Il est probable que les tests ChIP continueront à fournir des ensembles de données et des bases de données à l'échelle du génome, capturant l'état de la chromatine virale, permettant une meilleure compréhension des circuits de régulation supplémentaires en ce qui concerne les variances entre les états viraux, la dépendance du type cellulaire et les composants de modulation spécifiques. Des efforts intenses permettront alors d'identifier, de fabriquer ou de réutiliser une gamme de composés pour cibler ces composants de régulation et de reconnaissance de la chromatine en virologie.

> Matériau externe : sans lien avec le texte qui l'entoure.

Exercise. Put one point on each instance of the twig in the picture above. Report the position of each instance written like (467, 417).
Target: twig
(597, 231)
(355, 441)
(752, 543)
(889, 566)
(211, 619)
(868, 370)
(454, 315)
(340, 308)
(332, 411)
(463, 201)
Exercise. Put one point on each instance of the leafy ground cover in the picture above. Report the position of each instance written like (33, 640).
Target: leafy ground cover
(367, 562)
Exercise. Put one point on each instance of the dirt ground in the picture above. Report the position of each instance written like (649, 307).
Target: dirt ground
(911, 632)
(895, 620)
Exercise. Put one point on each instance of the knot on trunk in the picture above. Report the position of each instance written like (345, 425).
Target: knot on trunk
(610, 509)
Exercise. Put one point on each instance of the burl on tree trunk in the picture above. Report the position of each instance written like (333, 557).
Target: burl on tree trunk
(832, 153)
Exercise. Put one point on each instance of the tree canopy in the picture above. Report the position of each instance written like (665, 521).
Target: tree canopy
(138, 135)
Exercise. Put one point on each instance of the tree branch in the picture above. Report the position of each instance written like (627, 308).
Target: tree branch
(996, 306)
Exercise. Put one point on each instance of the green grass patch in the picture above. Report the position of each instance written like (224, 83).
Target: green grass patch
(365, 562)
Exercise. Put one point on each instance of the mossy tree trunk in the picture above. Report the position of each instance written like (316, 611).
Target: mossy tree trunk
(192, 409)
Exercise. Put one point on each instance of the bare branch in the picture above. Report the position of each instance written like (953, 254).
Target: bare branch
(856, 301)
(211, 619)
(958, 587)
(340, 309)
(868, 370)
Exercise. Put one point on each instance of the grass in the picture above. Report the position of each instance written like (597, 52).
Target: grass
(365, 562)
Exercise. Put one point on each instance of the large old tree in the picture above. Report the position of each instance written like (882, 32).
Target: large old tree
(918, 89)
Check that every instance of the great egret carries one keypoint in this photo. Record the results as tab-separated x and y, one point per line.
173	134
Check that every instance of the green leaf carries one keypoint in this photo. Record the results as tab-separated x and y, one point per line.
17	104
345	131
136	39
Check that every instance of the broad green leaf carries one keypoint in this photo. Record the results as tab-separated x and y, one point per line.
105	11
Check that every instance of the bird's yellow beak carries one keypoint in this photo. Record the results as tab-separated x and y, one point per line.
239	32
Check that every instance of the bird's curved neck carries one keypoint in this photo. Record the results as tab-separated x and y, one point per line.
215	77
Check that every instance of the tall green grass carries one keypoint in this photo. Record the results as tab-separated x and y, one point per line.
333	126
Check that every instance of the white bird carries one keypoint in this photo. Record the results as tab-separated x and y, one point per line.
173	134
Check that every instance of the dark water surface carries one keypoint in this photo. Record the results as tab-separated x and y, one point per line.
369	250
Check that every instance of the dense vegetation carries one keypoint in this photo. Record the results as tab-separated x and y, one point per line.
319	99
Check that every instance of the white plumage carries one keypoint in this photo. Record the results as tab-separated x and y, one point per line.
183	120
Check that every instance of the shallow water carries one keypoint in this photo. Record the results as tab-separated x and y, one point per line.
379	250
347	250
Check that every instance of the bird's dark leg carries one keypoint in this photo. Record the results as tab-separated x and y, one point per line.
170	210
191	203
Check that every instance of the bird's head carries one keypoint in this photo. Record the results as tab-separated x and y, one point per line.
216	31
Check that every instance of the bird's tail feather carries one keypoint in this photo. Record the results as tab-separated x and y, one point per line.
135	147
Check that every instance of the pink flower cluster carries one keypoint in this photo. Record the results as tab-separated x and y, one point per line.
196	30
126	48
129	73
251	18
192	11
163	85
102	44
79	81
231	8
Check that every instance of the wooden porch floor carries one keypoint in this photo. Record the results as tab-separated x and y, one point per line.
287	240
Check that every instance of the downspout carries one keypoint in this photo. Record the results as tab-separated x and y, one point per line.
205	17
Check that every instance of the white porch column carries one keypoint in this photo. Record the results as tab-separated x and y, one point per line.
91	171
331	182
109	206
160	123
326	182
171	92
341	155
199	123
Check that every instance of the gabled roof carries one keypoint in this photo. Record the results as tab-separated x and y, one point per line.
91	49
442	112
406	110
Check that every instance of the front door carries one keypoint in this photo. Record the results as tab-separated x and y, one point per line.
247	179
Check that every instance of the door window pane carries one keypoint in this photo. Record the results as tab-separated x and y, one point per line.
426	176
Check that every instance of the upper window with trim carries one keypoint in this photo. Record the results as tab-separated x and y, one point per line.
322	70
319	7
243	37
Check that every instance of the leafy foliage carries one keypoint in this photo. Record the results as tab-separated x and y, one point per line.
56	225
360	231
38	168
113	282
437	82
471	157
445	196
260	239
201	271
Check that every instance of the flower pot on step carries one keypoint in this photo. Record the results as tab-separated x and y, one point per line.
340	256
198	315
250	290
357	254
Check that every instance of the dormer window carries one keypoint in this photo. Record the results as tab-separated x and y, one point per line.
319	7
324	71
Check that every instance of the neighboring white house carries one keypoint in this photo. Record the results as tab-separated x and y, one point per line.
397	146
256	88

Où les lecteurs peuvent-ils trouver plus d'informations?
https://www.chromatrap.com/
À propos du Dr Amy Johnson
Dr Amy Johnson dirige le développement commercial et technique de Porvair Sciences. Peu de temps après avoir obtenu son doctorat en neurosciences à l'Université de Swansea, le Dr Johnson a mis au point la technologie Chromatrap et la gamme de produits pour le marché de l'épigénétique. Avec un groupe de premier plan de scientifiques et d'ingénieurs, le Dr Johnson continue de se concentrer sur le développement de nouvelles technologies et solutions pour la préparation d'échantillons et les applications des sciences de la vie.
À propos du Dr Lewis Francis
Le Dr Francis est professeur agrégé à l'Université de Swansea et explore l'hétérogénéité cellulaire dans des micro-environnements tissulaires complexes. La recherche de Lewis vise à identifier des réseaux cellulaires et moléculaires distincts pour le ciblage thérapeutique, en se concentrant sur l’exploration de l’expression de biomarqueurs, des réseaux de régulation génique et des interactions cellule-matrice dans des espaces tissulaires de niche.